Perché il riscaldatore del bagno continua a guastarsi (e come risolvere il problema)
Ci è capitato tutti: usciamo da una doccia calda e ci troviamo in un bagno freddo; accendiamo l’interruttore del riscaldatore… ma non succede niente. O forse funziona per un secondo, poi si spegne.
Il problema è semplice: i bagni sono ambienti molto ostili per gli apparecchi elettronici. La maggior parte di questi riscaldatori non è progettata per funzionare in condizioni di umidità elevata. Non sono sufficientemente sigillati, quindi l’umidità riesce a penetrare all’interno dell’apparecchio, distruggendo i suoi componenti interni.
Ecco perché preferiamo utilizzare riscaldatori a infrarossi incassati nel soffitto. In questo modo, i componenti elettrici rimangono lontani dalle masse di vapore presente nell’ambiente.
La magia degli infrarossi
Gli infrarossi non servono per riscaldare l’aria intorno a noi; invece, emettono onde di calore che colpiscono direttamente noi e il pavimento. È come stare al sole.

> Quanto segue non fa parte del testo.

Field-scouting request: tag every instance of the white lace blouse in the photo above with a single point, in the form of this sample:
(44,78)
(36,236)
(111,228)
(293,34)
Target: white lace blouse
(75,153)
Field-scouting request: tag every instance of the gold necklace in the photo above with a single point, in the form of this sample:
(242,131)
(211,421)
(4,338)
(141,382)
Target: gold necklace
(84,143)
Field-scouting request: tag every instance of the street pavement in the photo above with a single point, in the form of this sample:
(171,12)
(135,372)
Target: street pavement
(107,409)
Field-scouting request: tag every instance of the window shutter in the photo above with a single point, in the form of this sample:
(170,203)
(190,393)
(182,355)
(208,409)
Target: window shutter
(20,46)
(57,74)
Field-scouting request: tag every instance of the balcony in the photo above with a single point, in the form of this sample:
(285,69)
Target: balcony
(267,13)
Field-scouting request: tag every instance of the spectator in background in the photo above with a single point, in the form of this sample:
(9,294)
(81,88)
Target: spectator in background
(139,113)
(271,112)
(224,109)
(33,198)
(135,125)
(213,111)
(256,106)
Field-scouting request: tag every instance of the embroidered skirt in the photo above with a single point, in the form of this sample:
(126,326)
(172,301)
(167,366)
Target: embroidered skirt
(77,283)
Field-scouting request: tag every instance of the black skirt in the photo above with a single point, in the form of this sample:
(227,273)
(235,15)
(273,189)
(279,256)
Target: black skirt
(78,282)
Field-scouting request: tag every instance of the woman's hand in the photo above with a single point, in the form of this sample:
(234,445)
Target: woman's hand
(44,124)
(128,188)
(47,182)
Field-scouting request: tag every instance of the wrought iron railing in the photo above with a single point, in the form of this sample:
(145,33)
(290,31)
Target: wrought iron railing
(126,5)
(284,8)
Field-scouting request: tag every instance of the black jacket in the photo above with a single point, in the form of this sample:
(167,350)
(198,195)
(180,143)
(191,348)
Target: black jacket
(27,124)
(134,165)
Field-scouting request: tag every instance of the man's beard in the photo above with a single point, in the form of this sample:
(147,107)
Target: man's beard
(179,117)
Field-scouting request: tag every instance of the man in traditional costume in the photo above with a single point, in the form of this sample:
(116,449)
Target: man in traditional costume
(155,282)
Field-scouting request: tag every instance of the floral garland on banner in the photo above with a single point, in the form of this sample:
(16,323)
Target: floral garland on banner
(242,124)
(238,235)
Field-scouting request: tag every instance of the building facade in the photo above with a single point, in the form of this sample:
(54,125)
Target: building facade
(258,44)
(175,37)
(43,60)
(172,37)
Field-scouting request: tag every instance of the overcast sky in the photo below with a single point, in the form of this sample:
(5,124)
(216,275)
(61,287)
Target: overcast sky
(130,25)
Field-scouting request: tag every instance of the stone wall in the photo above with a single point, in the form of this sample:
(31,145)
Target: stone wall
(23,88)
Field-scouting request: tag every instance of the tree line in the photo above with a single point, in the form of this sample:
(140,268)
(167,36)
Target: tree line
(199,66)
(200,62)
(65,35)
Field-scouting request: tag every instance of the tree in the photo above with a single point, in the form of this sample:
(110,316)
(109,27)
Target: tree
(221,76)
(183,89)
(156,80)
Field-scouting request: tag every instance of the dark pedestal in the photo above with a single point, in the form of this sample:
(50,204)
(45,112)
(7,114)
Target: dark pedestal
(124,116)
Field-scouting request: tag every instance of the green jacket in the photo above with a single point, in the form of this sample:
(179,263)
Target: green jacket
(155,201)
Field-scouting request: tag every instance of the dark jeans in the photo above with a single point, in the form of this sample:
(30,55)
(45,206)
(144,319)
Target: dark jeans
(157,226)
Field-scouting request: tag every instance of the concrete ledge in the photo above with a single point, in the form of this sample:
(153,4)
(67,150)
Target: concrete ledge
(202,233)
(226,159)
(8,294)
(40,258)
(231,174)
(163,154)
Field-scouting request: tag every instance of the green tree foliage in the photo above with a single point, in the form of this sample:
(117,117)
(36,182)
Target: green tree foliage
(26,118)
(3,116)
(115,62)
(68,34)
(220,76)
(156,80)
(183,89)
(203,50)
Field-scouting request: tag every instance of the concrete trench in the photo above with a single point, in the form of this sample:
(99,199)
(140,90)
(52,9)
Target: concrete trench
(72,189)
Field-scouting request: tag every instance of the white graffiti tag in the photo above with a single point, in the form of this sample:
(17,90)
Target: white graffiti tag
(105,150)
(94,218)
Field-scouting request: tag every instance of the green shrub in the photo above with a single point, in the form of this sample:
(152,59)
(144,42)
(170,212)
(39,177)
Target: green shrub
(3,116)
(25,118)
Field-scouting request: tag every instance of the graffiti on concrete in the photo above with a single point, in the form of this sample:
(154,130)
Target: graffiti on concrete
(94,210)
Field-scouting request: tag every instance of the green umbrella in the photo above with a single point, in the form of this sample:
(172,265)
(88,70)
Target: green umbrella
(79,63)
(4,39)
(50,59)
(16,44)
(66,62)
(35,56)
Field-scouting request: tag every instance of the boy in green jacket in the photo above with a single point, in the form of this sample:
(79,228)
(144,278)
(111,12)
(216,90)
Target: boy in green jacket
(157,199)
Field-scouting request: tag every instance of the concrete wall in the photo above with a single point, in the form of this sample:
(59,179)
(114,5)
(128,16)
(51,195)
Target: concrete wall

Poiché il riscaldatore è incassato nel soffitto, non c’è alcun dispositivo ingombrante che possa accumulare polvere e umidità. Il dispositivo appare pulito e funziona altrettanto bene, senza occupare spazio visivo.
Come evitare l’ingresso dell’acqua
Quando si tratta di ambienti umidi, è fondamentale utilizzare riscaldatori con un alto livello di protezione IP. Utilizziamo guarnizioni e contenitori sigillati che non arrugginiscono, per assicurarci che il vapore d’acqua non entri in contatto con i cavi elettrici.
La maggior parte dei riscaldatori si rompe a causa di cortocircuiti causati dalla condensa. Per evitarlo, isoliamo gli elementi riscaldanti utilizzando tubi di quarzo o alogeni avvolti in vetro temperato. In questo modo, gli elementi riscaldanti non si ossidano e non vengono distrutti dall’umidità.
La verità sull’installazione
Prima di procedere con l’installazione, bisogna tenere presente alcuni aspetti importanti. Prima di tutto, questi riscaldatori non possono essere collegati semplicemente a una presa di corrente normale. È necessario disporre di un circuito dedicato. Questi dispositivi consumano molta energia non appena vengono accesi, quindi il quadro elettrico deve essere in grado di gestire tale carico.
Devo essere onesto: gli impianti incassati sono un po’ più difficili da sostituire rispetto a quelli montati sulla superficie. Una volta creato il foro nel soffitto, si è costretti ad utilizzare quel formato specifico. Se un tubo dovesse rompersi, sarà necessario accedere all’interno del dispositivo per sostituirlo.
Ma per la maggior parte delle persone, è un buon compromesso: si ottiene un bagno elegante e un riscaldatore che funziona davvero bene.